Un estudiante de Derecho de la Universidad de Chile me dijo que una profesora les refirió el hecho de que la política en la Isla del Encanto es tan patética que Daddy Yankee fue el moderador de un debate pre-elecciones. (Después investigué la veracidad de lo referido: en efecto, fue organizado por el Sistema Universitario Ana G. Méndez). Aquel anuncio inverosímil debió conmocionar al aula repleta de la facultad de Derecho. Pero, ¿se esperaba menos? Una isla en la que los reguetoneros deciden la veleidad política de quién será el nuevo terrateniente coronado es como encontrarse en un desierto una “tierra madre de monstruos”, como sucede a un viajero en un cuento de Borges. Yo no recuerdo eso de Daddy Yankee, le respondí, porque de verdad no lo recordaba. Seguramente pasé indiferente por esa alfombra sin trascendencia de la historia puertorriqueña, pero no me causaría sobrecogimiento en dar para atrás en los anales históricos y encontrar extravagancias como un Mesías subiendo en una grúa a las alturas desesperado por los votos católicos y evangélicos; y más adelante de los sucesivos espejismos eufóricos: a una mujer lívida vestida de amarilla gritando por encima de la música 1 2 3 Fuerza Positiva…Estamos con Sila. Esa que decía «Mira qué linda» y todos los otros pelagatos honorables que condecoraron los cuatrienios, todos ellos que entraron a los cierres de sus campañas con música de Star Wars y bebieron té en Fortaleza, nos llevaron a los estertores de hoy: He aquí la Grecia del Caribe que todavía no se conoce como colonia.
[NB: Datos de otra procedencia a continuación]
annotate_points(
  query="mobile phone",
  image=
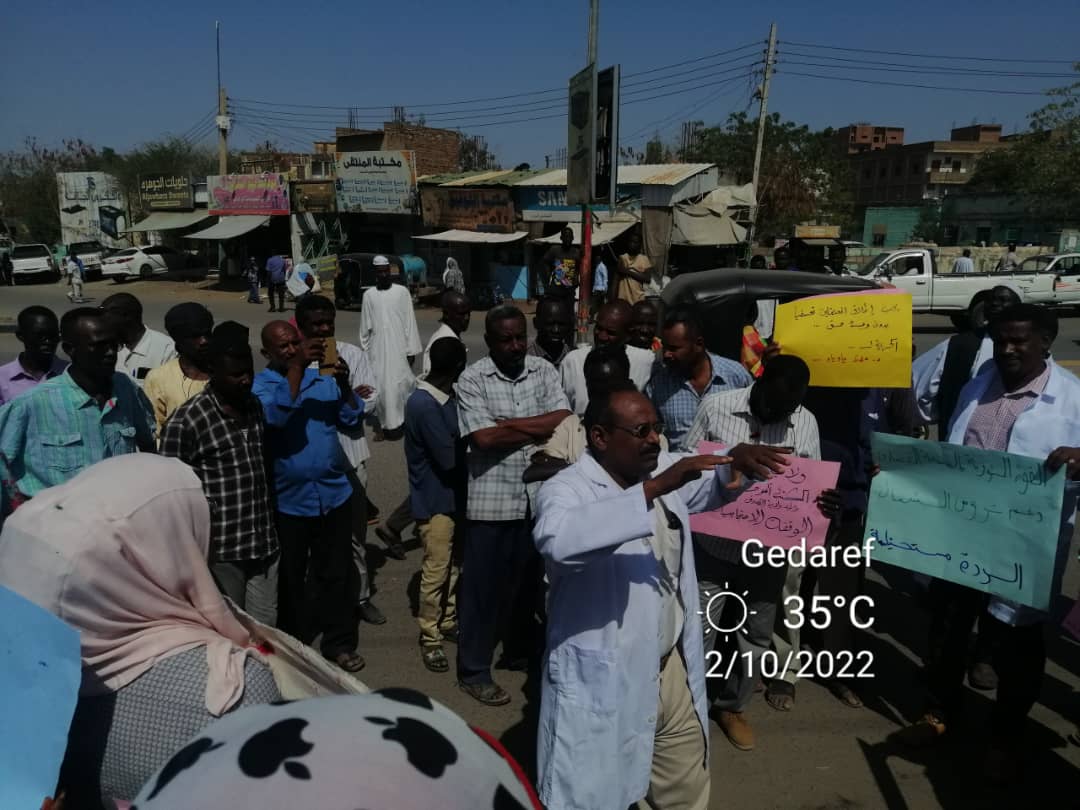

¿Quién entiende que una isla compre más barato el café importado que el café que se siembra en sus propias cordilleras? Se rumora que se vienen abajo las haciendas cafetaleras. La última la paga el diablo, pensaron montones de senadores antes de recogerse en sus retiros soleados con sus nietos. Aquí, rojos y azules, han sabido muy bien repartirse las culpas. Los azules honran a un José Celso Barbosa anterior a su decepción con Estados Unidos, y los rojos se acometen entre ellos en el fangal del “estatus quo” que les dejó su padre Abraham como herencia. Hay mucho profesor también que trema ante la idea de que la muerte entre en Palacio.
Sí, respondí a todos los taxistas que conocí en Latinoamérica: todo ese bullicioso melcocho irreal de próceres y salseros y senadores asfixiados y papeles dormidos y detonaciones y desfalcos, todo eso es el latifundio lleno de monumentos millonarios del que provengo al que le queda un pulmón en funcionamiento.
¿No es bello este actual triperío? El diccionario tiene la acepción aceptada: “tripero”, que es un vendedor de mondongo. Sin embargo, aquí se usa como: reguero de tripas, tal como tan bien se entiende y lo usa Luis Sepúlveda en su novela: Un viejo que leía novelas de amor
¿Por qué habríamos de indignarnos y ser testarudos hacia la voluntad del Congreso? Mejor bailamos cheche colé para mayor gloria de Dios y de los hombres. Los colombianos vociferan algo contra su situación actual muy cerca de lo que nos toca a todos los habitantes de la isla cuarteada: “Este país es un verguero”. En consecuencia, no podemos pedir otra salsa para bajarnos el voluptuoso pollo que nació a fuerza de estrógeno. Y este verguero de tripas nos lo vamos a comer completito: molleja, corazón, hígado, intestinos, vesícula, estómago, ácidos y todo lo adiposo que viene adentro. Yes sir, yes ma’am, haga espacio: porque hasta la mierda viene incluida.